Die Goblins

Allgemein

Goblins sind größer als Halblinge aber kleiner als Zwerge. Sie haben einen sehnigen, schmächtigen Körperbau und kleine spitze Hauer. Sie haben eine gräuliche oder grünliche Haut und sind meistens nicht sehr stark behaart. Ihre Gesichtszüge haben durch die großen Augen etwas kindliches.

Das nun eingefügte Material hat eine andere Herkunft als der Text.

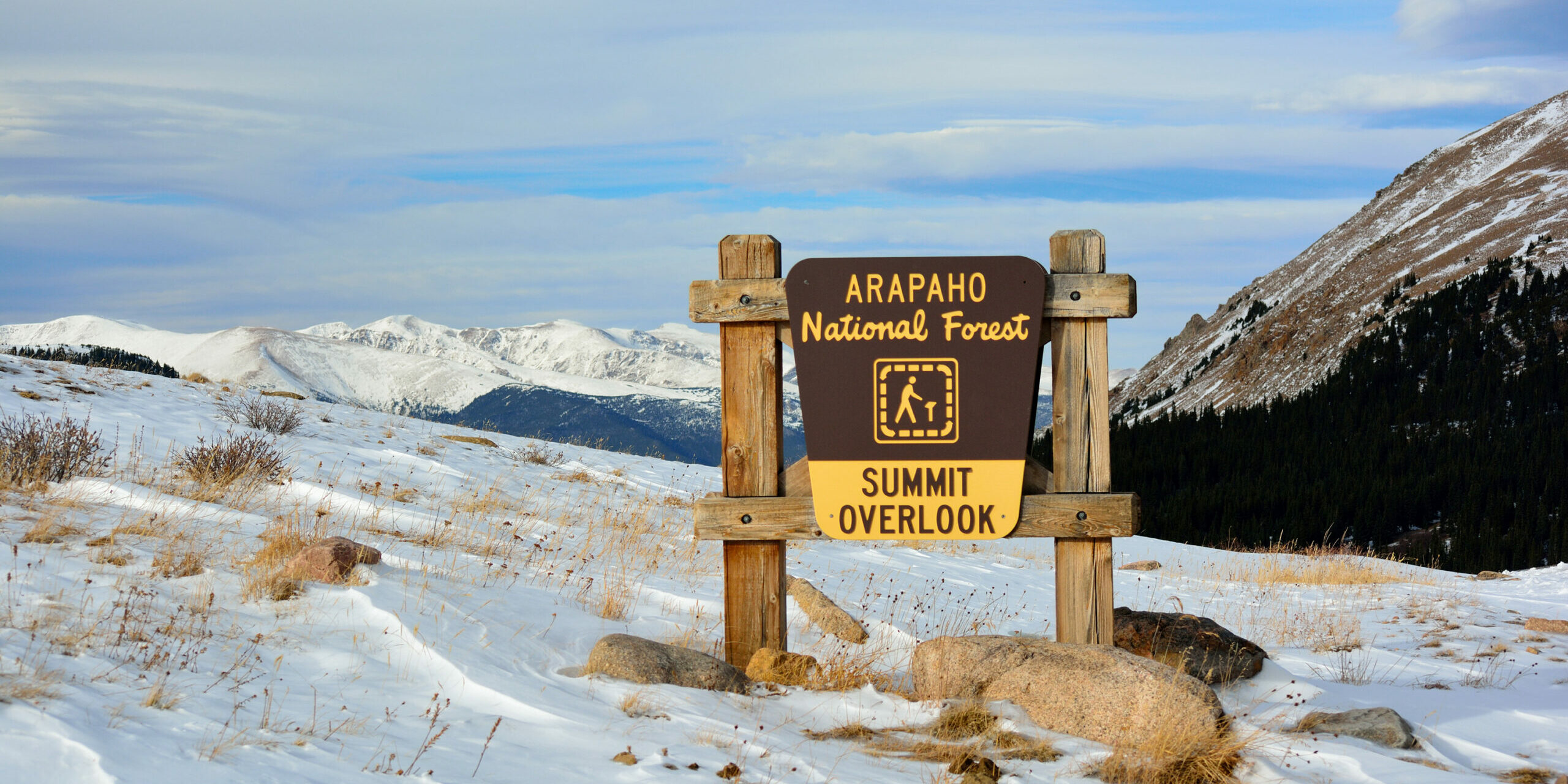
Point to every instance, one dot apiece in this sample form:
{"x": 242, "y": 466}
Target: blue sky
{"x": 206, "y": 165}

Als Prügelknaben der Geschichte könnte man die Goblins auch nennen, ist ihre Vergangenheit doch gezeichnet von der Versklavung und Unterdrückung durch andere Völker. Ähnlich wie etliche andere Völker zuvor, erkannten auch die Menschen sich nicht in den Goblins wieder. Anders als bei den Halblingen verhielten sich viele von ihnen feindlich den Goblins gegenüber. Ausbeutung, Sklaverei und Vertreibung prägt die Kultur der Goblins seit Jahrhunderten. Da wundert es nicht, dass wilde Goblinstämme oft nicht sehr freundlich darauf reagieren, wenn sie auf andere Rassen stoßen. Auch wenn sie sich unterlegen fühlen, werden sie versuchen die Eindringlinge mit allen Tricks und Heimtücken zu vertreiben. Zu groß ist ihre Angst selber vertrieben oder versklavt zu werden. Einem offenen Kampf stellt sich ein Goblin allerdings nur bei genügend Übermacht, denn so dumm sind sie nicht, auch wenn das viele glauben wollen. Sie wissen genau, dass sie es alleine vielleicht noch mit einem Halbling aufnehmen könnten (und das ist schon keine sichere Sache), aber gegen andere Völker sind sie körperlich eindeutig unterlegen.

Goblin
Größe 1,10-1,40 m
Gewichtberechnung Größe -100 in kg
Attribute Durchschnitt
ST 8
KO 8
GE 14
RE 12
FF 12
WI 10
KL 10
WE 10
IN 10
WA 12
Aussehen 10
Magiestufe 0
Vor- u. Nachteil
Schwacher Wille Stufe 2
Schnell Stufe 1
Eingeschränkte Waffengröße 3

Viele der wilden Goblins sind Jäger, Sammler oder Bauern. Sie leben in großen Familiengruppen oder Stämmen zusammen. Das Land von sesshaften Stämmen ist oft nur schwer zugänglich (sonst wäre es ihnen wahrscheinlich schon längst abgenommen worden). Andere Gruppen ziehen durch die Wildnis und dringen dabei auch immer wieder in Menschengebiete vor, was häufig zu Konflikten mit der ansässigen Bevölkerung führt. Daher stammen auch die einschlägigen Vorurteile, dass alle Goblins verschlagene Diebe und Plünderer seien.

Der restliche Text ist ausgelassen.